19/02/20

Une précision utile sur la rémunération du personnel « de direction ou de confiance »

Un travailleur considéré comme personnel de direction ou de confiance peut, dans certains cas, prétendre à une rémunération pour les heures prestées au-delà de la normale. La Cour du travail de Liège rappelle ici les conditions d’application de ce principe.

Les faits  

Une entreprise engage un travailleur, en qualité de « site engineer ». 

Le contrat de travail prévoit que le travailleur exercera des missions temporaires partout en Belgique et à l’étranger. Lors des missions à l’étranger, l’ingénieur est chargé d’assurer le contrôle du montage et de la mise en service d’équipements conçus et vendus par son employeur, dans des entreprises clientes. 

Après 5 ans de collaboration, le travailleur réclame le paiement d’arriérés de rémunération pour un certain nombre d’heures supplémentaires effectuées lors des missions à l’étranger. Suite au refus de son employeur, l’ingénieur introduit une action en justice. 

La décision de la Cour 

Personnel de direction ou de confiance 

L’article 2 de l’arrêté royal du 10 février 1965 énumère les fonctions considérées comme « postes de direction ou de confiance ». En particulier, l’article 2.6 vise « les personnes chargées de missions de contrôle ou d’inspection qui doivent être exercées, en tout ou en partie, en dehors des heures normales de travail ».

Selon la Cour, les tâches exercées par le travailleur lors de ses missions à l’étranger correspondent bien à des missions de contrôle et d’inspection.

Quant à la question de savoir si ces missions sont exercées ou non en dehors des « heures normales de travail », la Cour se réfère à la jurisprudence de la Cour de cassation.

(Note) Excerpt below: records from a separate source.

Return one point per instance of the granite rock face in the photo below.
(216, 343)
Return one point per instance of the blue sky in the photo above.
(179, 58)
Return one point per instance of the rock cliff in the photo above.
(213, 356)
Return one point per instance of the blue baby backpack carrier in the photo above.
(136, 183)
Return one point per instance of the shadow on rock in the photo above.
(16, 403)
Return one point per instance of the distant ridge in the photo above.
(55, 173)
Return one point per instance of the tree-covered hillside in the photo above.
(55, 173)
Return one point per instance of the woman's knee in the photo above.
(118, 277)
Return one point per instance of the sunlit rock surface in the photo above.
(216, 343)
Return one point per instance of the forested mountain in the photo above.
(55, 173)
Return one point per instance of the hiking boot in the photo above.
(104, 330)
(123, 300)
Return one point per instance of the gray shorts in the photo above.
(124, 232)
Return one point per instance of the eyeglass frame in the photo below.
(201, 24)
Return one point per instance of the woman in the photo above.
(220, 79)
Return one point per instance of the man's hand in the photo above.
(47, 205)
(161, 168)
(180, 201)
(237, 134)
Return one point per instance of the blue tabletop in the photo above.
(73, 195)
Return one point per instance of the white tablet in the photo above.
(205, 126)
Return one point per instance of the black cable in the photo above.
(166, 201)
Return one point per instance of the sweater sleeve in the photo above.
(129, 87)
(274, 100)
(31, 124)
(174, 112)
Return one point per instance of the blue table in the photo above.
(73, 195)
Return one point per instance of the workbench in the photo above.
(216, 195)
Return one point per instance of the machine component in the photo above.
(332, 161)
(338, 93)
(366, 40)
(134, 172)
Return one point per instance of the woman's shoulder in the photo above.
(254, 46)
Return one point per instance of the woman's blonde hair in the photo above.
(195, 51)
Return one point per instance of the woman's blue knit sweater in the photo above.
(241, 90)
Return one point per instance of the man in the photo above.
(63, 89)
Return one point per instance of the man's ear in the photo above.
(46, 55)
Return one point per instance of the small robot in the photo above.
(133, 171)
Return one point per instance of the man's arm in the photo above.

Par « heures normales », il convient d’entendre « les heures de travail habituellement prestées par les autres travailleurs de l’entreprise concernée et non les heures normales de bureau des entreprises en général ». 

En l’espèce, le règlement de travail de l’entreprise prévoit que la durée de travail est de 40 heures par semaine alors que les contrats conclus entre l’employeur et les entreprises clientes prévoient un support technique de 10 heures par jour et 6 jours par semaine. 

L’ingénieur est donc bien investi d’un poste de confiance au sein de l’entreprise, dès lors qu’il exerce des missions de contrôle, en partie en dehors des heures normales de travail.

Droit à la rémunération pour les heures prestées au-delà de l’horaire normal de travail 

La personne investie d’un poste de direction ou de confiance n’est pas soumise à la législation relative à la durée du travail. Elle n’effectue donc pas d’heures supplémentaires et ne peut prétendre à un sursalaire ni à des repos compensatoires. 

En revanche, la question de savoir si cette personne a droit à sa rémunération ordinaire pour les heures prestées au-delà de l’horaire normal de travail, est plus discutée. 

Dans son arrêt, la Cour du travail de Liège se rallie à la jurisprudence de la Cour du travail de Bruxelles et considère que le principe d’exécution de bonne foi des conventions « permet au travailleur de réclamer une indemnisation sur la base de l’article 1135 du Code civil lorsque la rémunération convenue est sans commune mesure avec ce qu’exige la fonction exercée ». 

Il faut donc avoir égard au caractère modeste ou, au contraire, suffisamment élevé de la rémunération octroyée au personnel de direction ou de confiance. 

En l’espèce, le package salarial du travailleur augmentait sensiblement lors de ses missions à l’étranger. La Cour en déduit que la rémunération octroyée couvrait bien l’ensemble des prestations effectuées. Le travailleur n’a donc droit à aucun arriéré de rémunération et est débouté de son action.

Que retenir ?

Pour déterminer si une personne investie d’un poste de direction ou de confiance a droit au paiement de sa rémunération normale pour les heures prestées au-delà de l’horaire habituel de travail, les cours et tribunaux se réfèrent à la hauteur de la rémunération perçue par ce travailleur. 

Une rémunération suffisamment élevée peut indiquer qu’une plus grande variabilité des prestations a été convenue entre les parties : dans ce cas, aucun supplément n’est dû. 

Source : C. trav. Liège (div. Liège), 25 octobre 2019, R.G. n° 2018/AL/648.